Embora a Assembleia Geral dos associados, nos termos do art. 38 da Lei 5.764/1971, seja o órgão supremo da sociedade, tendo poderes para decidir os negócios relativos ao objeto da sociedade e tomar as resoluções convenientes ao desenvolvimento e defesa desta, e suas deliberações vinculam a todos, ainda que ausentes ou discordantes, ela deve fazê-lo sempre “dentro dos limites legais e estatutários”.

Ademais, a alteração do estatuto social de uma sociedade cooperativa é de competência exclusiva da Assembleia Geral Extraordinária e não da Assembleia Geral Ordinária, nos termos do art. 46, I, da Lei 5.764/1971.
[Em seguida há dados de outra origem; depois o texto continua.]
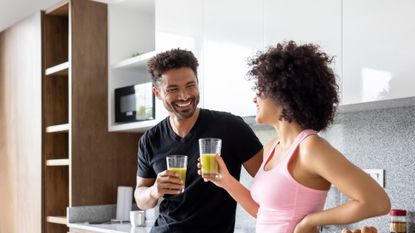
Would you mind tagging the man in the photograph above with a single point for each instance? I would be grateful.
(202, 207)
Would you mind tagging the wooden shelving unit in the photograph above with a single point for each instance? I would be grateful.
(56, 117)
(57, 162)
(59, 70)
(77, 149)
(57, 219)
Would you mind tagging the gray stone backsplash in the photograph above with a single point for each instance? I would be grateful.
(371, 139)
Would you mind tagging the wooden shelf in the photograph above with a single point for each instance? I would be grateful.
(137, 62)
(139, 126)
(59, 70)
(60, 9)
(57, 128)
(57, 162)
(57, 219)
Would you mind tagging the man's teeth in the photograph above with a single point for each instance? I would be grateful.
(185, 104)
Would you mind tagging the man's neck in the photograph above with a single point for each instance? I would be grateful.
(182, 127)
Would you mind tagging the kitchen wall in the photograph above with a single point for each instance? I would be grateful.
(376, 139)
(20, 127)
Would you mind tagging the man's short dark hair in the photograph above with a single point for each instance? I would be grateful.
(171, 59)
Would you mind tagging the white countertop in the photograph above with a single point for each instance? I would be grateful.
(110, 227)
(120, 228)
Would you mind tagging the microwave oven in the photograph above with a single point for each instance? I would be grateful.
(134, 103)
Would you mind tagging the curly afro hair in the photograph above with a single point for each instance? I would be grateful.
(171, 59)
(300, 80)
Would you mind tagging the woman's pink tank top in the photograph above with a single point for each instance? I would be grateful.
(283, 202)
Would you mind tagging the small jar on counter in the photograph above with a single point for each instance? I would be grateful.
(397, 222)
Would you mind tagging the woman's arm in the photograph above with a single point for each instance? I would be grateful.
(238, 192)
(368, 199)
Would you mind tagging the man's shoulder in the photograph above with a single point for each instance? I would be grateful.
(156, 131)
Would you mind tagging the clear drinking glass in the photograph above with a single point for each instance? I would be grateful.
(178, 164)
(208, 148)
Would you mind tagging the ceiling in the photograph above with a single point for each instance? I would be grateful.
(12, 11)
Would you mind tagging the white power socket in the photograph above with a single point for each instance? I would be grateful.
(377, 175)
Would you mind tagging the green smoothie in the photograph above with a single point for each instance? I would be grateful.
(210, 166)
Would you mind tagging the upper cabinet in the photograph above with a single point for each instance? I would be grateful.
(316, 21)
(131, 43)
(378, 50)
(370, 42)
(232, 32)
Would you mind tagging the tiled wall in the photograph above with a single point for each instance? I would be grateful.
(377, 139)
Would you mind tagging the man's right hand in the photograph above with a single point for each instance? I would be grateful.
(167, 182)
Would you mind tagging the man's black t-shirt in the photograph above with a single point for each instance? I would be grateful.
(202, 207)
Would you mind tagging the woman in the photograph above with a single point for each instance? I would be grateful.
(297, 96)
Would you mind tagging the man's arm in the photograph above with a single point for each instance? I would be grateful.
(142, 193)
(253, 164)
(149, 190)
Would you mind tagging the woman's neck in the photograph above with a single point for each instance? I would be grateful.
(287, 132)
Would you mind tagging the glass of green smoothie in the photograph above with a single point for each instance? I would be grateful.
(208, 148)
(178, 164)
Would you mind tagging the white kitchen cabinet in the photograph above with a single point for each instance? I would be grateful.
(179, 25)
(378, 50)
(232, 32)
(131, 42)
(304, 21)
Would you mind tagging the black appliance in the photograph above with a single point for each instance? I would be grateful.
(134, 103)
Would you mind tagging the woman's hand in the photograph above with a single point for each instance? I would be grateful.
(224, 176)
(304, 227)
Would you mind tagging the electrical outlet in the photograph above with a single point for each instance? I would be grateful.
(376, 174)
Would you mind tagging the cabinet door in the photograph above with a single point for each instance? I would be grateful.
(178, 24)
(232, 32)
(379, 50)
(305, 21)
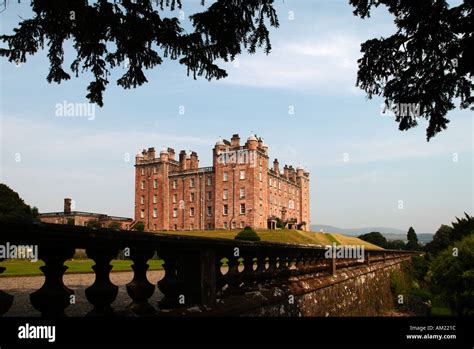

Na hipótese, considerando que o Estatuto da UNIMED previa rateio proporcional dos prejuízos, conforme observado pela sentença de primeiro grau de jurisdição, “em atenção ao princípio da segurança jurídica e à força normativa do estatuto, não se pode admitir que os associados presentes à assembleia geral ordinária deliberem de modo contrário ao estabelecido pela Lei 5764/71 e pelo estatuto da cooperativa, que impõem limite indispensável ao cumprimento das obrigações sociais pelos cooperados” (e-STJ fl. 225).

Por outro lado, ainda que, posteriormente, a AGE de 24.05.2005 tenha aprovado a alteração do estatuto da cooperativa para incorporar as deliberações da AGO de 24.03.2004, prevendo, por conseguinte, a distribuição igualitária ou linear dos prejuízos entre os cooperados, essa disposição estatuária contraria o disposto no art. 89 da Lei 5.764/1971, que dispõe, in verbis:


Art. 89. Os prejuízos verificados no decorrer do exercício serão cobertos com recursos provenientes do Fundo de Reserva e, se insuficiente este, mediante rateio, entre os associados, na razão direta dos serviços usufruídos, ressalvada a opção prevista no parágrafo único do artigo 80.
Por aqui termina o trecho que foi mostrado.